The yen held near a six-and-a-half month low plumbed against the dollar after Shinzo Abe, leader of the main opposition and likely to return as Japan's prime minister after an election next month, called on Thursday for the country's central bank to adopt interest rates of zero or below zero to spur lending.

But away from Japan, investors remained wary of buying riskier assets, spooked by uncertainty about the U.S. budget tussle, the euro zone's relapse into recession and violence in the Middle East.

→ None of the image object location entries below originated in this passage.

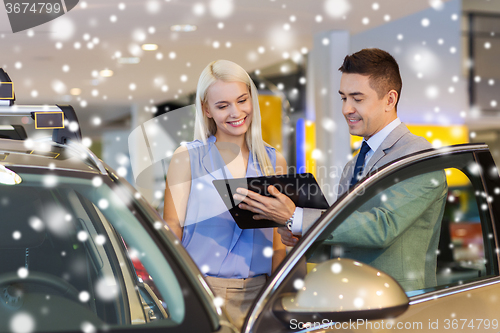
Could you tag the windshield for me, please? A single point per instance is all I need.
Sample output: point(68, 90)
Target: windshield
point(73, 256)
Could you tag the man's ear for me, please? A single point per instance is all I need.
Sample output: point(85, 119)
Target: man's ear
point(392, 99)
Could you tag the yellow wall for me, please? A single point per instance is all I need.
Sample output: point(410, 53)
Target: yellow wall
point(439, 136)
point(310, 147)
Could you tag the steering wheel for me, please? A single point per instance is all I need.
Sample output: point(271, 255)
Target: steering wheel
point(49, 280)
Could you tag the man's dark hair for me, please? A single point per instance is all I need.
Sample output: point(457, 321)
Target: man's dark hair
point(381, 68)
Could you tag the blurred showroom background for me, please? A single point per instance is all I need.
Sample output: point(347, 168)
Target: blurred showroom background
point(130, 68)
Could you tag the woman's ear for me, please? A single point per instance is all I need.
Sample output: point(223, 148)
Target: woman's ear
point(206, 110)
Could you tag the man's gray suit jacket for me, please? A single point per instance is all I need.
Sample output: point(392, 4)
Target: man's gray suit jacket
point(396, 231)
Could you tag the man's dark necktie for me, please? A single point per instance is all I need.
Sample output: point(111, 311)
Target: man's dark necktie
point(360, 162)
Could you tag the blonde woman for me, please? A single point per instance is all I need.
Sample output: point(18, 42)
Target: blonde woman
point(227, 144)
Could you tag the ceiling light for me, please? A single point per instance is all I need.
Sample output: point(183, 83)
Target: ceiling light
point(183, 28)
point(106, 73)
point(75, 91)
point(149, 47)
point(130, 60)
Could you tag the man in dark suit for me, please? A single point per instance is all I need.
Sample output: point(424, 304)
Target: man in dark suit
point(382, 232)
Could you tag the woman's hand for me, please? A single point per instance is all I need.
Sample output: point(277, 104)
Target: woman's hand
point(278, 208)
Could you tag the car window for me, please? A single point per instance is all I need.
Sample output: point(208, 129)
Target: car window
point(68, 250)
point(413, 221)
point(425, 226)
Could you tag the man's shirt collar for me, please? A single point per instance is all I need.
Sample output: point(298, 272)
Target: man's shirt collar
point(376, 140)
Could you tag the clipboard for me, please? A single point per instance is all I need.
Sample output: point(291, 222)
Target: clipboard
point(302, 188)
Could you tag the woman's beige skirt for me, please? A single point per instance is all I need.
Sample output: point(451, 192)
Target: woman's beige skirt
point(238, 294)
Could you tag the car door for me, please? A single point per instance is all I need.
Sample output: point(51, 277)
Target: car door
point(428, 222)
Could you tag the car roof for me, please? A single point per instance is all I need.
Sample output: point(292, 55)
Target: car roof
point(44, 154)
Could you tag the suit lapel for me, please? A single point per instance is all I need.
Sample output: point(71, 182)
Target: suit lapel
point(387, 144)
point(382, 150)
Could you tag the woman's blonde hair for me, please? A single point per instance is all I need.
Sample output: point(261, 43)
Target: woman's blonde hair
point(228, 71)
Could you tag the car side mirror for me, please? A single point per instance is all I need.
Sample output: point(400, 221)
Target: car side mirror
point(341, 290)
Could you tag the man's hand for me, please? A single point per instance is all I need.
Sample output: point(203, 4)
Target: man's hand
point(287, 237)
point(278, 208)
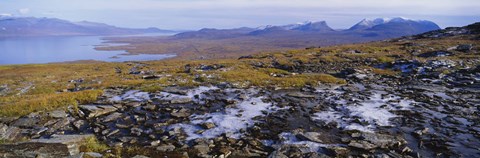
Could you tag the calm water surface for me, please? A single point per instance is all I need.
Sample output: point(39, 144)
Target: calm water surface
point(30, 50)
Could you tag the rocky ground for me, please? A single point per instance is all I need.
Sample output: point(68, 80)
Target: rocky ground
point(424, 111)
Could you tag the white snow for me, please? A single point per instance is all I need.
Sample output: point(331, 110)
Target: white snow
point(136, 95)
point(374, 111)
point(132, 95)
point(232, 121)
point(306, 146)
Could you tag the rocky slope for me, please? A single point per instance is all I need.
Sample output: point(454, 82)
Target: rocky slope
point(415, 96)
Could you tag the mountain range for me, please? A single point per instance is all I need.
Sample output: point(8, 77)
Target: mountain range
point(381, 27)
point(224, 43)
point(30, 26)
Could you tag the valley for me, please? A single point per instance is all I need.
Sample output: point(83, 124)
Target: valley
point(411, 96)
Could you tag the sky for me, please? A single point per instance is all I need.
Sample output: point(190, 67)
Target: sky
point(197, 14)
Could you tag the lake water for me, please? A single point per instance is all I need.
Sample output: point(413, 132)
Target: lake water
point(34, 50)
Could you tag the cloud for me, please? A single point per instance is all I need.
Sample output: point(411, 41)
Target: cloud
point(24, 11)
point(5, 14)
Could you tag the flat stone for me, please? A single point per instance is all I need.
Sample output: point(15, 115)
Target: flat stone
point(300, 95)
point(97, 110)
point(9, 133)
point(140, 156)
point(26, 122)
point(182, 113)
point(93, 154)
point(57, 114)
point(362, 145)
point(310, 136)
point(112, 117)
point(166, 147)
point(175, 90)
point(208, 125)
point(181, 100)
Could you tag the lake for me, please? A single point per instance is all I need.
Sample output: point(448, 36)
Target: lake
point(35, 50)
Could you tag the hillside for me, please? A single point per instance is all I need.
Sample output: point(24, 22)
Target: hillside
point(30, 26)
point(228, 43)
point(415, 96)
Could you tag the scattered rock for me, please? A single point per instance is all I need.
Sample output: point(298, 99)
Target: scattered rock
point(166, 148)
point(208, 125)
point(464, 47)
point(182, 113)
point(57, 114)
point(96, 110)
point(93, 154)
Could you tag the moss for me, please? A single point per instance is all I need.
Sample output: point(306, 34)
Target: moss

Oil was on course for a weekly loss and European and U.S. stocks looked poised to open lower.

President Barack Obama and Congressional leaders begin budget talks on Friday, amid fears the United States will stumble back into recession if no deal is reached to avoid some of the $600 billion in spending cuts and tax hikes due to start taking effect in January.

"The latest comments from key players reinforces to us that the two sides are starting negotiations from rather distant points," said Sean Callow, senior currency strategist at Westpac bank in Sydney, in a note.

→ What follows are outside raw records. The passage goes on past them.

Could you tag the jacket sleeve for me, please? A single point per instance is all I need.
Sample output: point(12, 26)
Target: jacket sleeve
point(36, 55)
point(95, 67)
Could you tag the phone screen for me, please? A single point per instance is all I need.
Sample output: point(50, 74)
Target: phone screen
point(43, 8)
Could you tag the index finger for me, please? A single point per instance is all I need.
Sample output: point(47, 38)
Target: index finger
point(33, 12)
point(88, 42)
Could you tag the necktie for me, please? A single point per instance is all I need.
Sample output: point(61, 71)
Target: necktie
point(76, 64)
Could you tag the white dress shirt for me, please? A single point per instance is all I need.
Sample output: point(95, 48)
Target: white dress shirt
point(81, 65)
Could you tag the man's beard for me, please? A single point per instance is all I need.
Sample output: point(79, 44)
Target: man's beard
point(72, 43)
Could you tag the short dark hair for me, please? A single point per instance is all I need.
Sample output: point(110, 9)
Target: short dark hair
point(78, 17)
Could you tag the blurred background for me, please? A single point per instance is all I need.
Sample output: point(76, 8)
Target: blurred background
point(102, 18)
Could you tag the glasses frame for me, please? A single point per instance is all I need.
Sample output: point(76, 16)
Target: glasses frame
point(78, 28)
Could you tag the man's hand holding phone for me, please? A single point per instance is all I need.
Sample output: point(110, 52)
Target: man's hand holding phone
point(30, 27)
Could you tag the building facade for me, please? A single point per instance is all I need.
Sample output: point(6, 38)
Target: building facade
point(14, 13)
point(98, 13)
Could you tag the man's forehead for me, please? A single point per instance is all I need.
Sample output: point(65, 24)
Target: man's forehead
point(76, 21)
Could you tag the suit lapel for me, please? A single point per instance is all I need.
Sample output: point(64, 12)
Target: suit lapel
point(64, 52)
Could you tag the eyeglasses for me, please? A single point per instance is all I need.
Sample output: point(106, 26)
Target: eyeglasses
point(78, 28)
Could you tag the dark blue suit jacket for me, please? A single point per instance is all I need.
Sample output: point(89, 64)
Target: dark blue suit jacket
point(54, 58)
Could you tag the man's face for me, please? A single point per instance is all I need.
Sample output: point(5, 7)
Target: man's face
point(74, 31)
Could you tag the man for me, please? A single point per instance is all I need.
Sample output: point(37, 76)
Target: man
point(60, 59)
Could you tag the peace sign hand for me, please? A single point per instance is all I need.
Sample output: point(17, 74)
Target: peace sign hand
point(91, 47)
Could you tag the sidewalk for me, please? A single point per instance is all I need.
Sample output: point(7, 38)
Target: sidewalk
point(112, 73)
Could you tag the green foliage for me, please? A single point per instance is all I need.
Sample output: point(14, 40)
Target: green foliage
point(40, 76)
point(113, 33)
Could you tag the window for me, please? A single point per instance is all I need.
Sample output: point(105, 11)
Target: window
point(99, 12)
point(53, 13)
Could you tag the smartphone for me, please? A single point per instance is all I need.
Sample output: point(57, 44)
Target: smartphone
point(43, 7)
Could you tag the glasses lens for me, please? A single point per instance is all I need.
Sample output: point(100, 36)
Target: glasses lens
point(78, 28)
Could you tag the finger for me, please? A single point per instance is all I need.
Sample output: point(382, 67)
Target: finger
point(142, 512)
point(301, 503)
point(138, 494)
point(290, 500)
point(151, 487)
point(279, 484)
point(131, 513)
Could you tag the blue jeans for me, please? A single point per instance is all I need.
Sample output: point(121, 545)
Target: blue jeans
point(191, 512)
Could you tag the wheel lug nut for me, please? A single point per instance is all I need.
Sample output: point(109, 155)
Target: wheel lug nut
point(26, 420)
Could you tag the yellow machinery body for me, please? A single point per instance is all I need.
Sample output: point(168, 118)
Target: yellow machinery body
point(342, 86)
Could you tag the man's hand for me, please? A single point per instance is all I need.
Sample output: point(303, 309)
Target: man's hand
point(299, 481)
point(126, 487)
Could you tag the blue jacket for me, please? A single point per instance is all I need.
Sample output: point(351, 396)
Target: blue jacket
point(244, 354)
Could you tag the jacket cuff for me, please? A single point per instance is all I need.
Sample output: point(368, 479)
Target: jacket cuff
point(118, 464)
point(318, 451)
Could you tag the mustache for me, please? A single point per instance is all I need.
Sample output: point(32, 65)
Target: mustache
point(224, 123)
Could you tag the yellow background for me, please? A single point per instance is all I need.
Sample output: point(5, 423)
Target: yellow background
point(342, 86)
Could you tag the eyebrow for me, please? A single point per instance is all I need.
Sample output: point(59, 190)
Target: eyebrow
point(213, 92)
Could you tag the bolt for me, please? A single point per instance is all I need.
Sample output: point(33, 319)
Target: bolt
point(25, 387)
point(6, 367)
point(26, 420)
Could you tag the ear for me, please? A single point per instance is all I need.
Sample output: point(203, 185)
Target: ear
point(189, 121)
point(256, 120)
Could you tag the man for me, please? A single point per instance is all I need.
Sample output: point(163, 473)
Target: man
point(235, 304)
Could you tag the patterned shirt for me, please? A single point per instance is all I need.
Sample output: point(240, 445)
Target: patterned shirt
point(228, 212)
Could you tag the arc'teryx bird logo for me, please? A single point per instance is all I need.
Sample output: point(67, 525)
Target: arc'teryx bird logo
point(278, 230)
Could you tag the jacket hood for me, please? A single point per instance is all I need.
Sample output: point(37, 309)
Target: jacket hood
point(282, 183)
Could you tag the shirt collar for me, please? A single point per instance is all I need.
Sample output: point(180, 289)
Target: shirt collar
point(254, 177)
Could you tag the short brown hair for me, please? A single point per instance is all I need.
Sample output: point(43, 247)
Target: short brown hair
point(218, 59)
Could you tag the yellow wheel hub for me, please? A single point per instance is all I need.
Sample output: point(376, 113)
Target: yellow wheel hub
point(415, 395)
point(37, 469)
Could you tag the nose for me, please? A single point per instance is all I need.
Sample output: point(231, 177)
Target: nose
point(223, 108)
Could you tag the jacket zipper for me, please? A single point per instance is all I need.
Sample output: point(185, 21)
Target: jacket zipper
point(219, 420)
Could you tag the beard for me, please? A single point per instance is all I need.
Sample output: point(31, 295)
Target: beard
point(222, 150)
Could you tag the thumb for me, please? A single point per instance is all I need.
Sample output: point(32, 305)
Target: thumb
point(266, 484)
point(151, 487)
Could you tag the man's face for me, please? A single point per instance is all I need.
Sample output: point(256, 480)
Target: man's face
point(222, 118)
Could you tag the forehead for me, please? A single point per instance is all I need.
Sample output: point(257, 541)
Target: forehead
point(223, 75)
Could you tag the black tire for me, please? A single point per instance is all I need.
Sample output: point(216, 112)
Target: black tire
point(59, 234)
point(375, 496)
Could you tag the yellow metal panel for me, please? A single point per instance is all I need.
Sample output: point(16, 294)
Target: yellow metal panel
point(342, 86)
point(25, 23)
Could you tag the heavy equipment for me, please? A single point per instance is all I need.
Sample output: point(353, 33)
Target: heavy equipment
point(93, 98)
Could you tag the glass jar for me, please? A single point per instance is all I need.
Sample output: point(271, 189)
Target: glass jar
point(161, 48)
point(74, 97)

"There will be plenty of negative headlines in coming weeks that weigh on risk assets and boost USD, which is yet again trading like a safe haven even when the bad news is generated by the U.S. We doubt there will be a deal before late December."

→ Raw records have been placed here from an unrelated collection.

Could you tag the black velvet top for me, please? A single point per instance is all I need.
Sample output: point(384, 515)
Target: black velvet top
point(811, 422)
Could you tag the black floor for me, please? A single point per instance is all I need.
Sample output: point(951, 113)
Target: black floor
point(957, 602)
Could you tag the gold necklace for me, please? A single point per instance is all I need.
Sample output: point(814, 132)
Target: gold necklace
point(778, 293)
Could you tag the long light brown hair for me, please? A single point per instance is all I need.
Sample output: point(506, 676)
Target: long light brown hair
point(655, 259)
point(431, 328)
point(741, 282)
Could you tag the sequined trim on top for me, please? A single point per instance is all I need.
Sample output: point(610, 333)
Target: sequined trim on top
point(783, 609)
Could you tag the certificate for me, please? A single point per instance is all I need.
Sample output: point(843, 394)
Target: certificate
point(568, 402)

MSCI's broadest index of Asia Pacific shares outside Japan fell 0.3 percent, leaving the measure on course for a weekly loss of 2.2 percent.

Financial spreadbetters called London's FTSE 100, Frankfurt's DAX and Paris's CAC-40 to open down 0.2-0.3 percent and S&P 500 index futures were down 0.2 percent, pointing to a weaker start on Wall Street.

But Tokyo's Nikkei share average jumped 2.2 percent, adding to a rise of nearly 2 percent on Thursday, with gains again led by exporters such as Canon Inc. (7751.T) and Nissan Motor Co Ltd (7201.T) that benefit from a weaker currency.

"Expectations on how the new (ruling) party will tackle(Japan) deflation are offsetting persistent concerns on the U.S.'s fiscal cliff for now," said Hiroichi Nishi, general manager at SMBC Nikko Securities.

ELECTION RALLY

The dollar has rallied more than 2 percent against its Japanese counterpart over the past two sessions after Japanese Prime Minister Yoshihiko Noda said he was ready to dissolve parliament's lower house on Friday for an election on December 16.

The yen firmed a little around 81.05 per dollar on Friday, after falling as far as 81.46 on Thursday.

"The substantial weakening of the yen in the past 48 hours has a lot of people rethinking their game plan," said Andrew Wilkinson, chief economic strategist at Miller Tabak & Co in New York.

The euro weakened a touch to $1.2770, still well above Tuesday's two-month low of $1.2661.

Uncertainty about the fiscal cliff prompted analysts polled by Reuters to cut early 2013 U.S. growth expectations and has boosted demand for the perceived safety of U.S. Treasuries.

The yield on benchmark 10-year Treasuries fell to 1.581 percent on Friday, not far from a two-month low near 1.57 percent set earlier in the week.

"There is no telling what might happen with regard to the fiscal cliff," said Yoshio Takahashi, fixed income strategist for Barclays in Tokyo. "A very Treasuries-friendly environment is likely to persist."

Commodities markets were subdued, with Brent crude rising 0.1 percent to around $108.10 a barrel, while U.S. crude shed a few cents to about $85.40.

Both benchmarks were on course for a losing week, as global growth concerns outweigh the upward pressure on prices from rising tension in the Middle East following Israel's strikes against Palestinian militants in Gaza.

"The global economy has got issues and geopolitical tensions, particularly in the Middle East, are rising," said Jonathan Barratt, chief executive of Barratt's Bulletin, a Sydney-based commodity research firm. "That means a status quo for the oil market for some time."

Gold, which has tended to track riskier commodities in recent months as safe-haven seekers favour the dollar and Treasuries, eased towards $1,713 an ounce, on course for a weekly loss of around 1 percent.

Copper bucked the trend, however, rising 0.1 percent to around $7,645 a tonne, on track for its first weekly gain in six weeks, amid signs that China's economy, a key source of demand for the industrial metal, bottomed out in the third quarter.